Léon XIV appelle donc à un « travail en constellation ». Une belle image, qui laisse entendre que chaque institution catholique doit briller un peu plus fort pour éclairer les zones d’ombre du système. Mais à condition, évidemment, que personne ne décide de briller tout seul comme une étoile capricieuse. Le continent a déjà suffisamment de comètes qui disparaissent sitôt les projecteurs éteints.
Le Souverain pontife se montre aussi inquiet pour les jeunes Africains tentés de quitter le continent par désespoir. Sans entrer dans des détails difficiles, il rappelle l’urgence de leur offrir des raisons de croire en l’avenir. Une éducation qui révèle les talents, encourage l’audace et n’éteint pas la curiosité : voilà, finalement, la révolution proposée. Et elle ne nécessite ni miracle ni apparition, seulement du travail cohérent et des adultes qui se souviennent qu’ils furent, eux aussi, des élèves distraits.

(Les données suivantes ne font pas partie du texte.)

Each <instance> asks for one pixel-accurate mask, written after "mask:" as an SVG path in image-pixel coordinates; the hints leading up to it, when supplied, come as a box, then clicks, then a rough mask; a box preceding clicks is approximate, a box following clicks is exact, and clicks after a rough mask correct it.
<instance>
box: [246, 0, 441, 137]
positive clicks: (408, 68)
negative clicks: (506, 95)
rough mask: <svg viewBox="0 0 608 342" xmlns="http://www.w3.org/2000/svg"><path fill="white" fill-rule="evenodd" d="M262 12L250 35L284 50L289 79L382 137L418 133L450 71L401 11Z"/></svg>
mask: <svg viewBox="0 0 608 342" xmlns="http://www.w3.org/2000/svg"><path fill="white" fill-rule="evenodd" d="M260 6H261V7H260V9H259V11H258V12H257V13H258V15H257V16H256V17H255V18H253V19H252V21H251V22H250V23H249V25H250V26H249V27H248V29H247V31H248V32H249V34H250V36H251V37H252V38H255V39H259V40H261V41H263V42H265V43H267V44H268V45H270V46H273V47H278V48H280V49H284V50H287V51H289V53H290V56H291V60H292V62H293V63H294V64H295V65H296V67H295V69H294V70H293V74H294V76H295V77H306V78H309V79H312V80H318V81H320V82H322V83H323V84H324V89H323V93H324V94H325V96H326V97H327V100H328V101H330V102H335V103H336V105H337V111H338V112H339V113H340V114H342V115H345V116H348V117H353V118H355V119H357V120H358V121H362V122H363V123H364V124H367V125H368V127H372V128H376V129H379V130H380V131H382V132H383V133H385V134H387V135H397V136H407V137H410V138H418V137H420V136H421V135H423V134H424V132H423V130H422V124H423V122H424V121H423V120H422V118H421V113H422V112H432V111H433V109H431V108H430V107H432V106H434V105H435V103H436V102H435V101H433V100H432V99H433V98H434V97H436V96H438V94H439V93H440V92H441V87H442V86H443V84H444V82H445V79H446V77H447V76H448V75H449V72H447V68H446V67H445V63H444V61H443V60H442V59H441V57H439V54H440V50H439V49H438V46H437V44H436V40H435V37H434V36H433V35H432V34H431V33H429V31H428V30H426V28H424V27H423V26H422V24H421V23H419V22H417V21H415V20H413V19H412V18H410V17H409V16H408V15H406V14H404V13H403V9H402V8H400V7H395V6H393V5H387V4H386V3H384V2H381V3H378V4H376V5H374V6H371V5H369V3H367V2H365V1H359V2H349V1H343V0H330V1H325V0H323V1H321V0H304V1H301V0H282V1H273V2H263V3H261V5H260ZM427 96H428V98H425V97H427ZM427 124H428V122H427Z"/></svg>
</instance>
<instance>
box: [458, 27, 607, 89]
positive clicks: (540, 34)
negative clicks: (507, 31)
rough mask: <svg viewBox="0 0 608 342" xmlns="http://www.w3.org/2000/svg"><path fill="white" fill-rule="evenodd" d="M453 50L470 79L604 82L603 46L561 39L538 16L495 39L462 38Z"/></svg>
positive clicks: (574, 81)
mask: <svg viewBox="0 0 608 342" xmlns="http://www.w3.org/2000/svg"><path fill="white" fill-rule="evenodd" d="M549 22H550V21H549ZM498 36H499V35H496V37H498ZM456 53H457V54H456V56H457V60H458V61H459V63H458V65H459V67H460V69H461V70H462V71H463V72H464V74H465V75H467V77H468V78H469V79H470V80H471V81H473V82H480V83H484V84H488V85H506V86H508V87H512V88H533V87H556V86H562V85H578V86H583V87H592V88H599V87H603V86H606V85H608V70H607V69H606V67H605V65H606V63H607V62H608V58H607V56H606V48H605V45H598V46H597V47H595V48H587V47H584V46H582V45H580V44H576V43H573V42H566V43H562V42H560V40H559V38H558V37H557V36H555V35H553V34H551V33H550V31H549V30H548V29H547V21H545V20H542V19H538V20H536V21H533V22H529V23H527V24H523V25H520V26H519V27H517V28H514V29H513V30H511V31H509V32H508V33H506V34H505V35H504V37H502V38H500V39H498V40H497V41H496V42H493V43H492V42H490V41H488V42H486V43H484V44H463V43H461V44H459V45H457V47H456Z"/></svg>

Au fond, cet éditorial pourrait se résumer en une phrase : l’Afrique n’a pas besoin d’une nouvelle encyclique, mais d’écoles qui tiennent leurs promesses. Si les acteurs du Pacte Éducatif Africain parviennent à transformer les discours en actes, alors peut-être que les prochaines générations pourront réciter autre chose que « on fera mieux demain ».
En attendant, Léon XIV aura au moins réussi une prouesse : rappeler à tous, avec humour papal et ironie pastorale, que l’éducation est une aventure sérieuse… même quand elle commence par un ballon crevé et une boussole introuvable.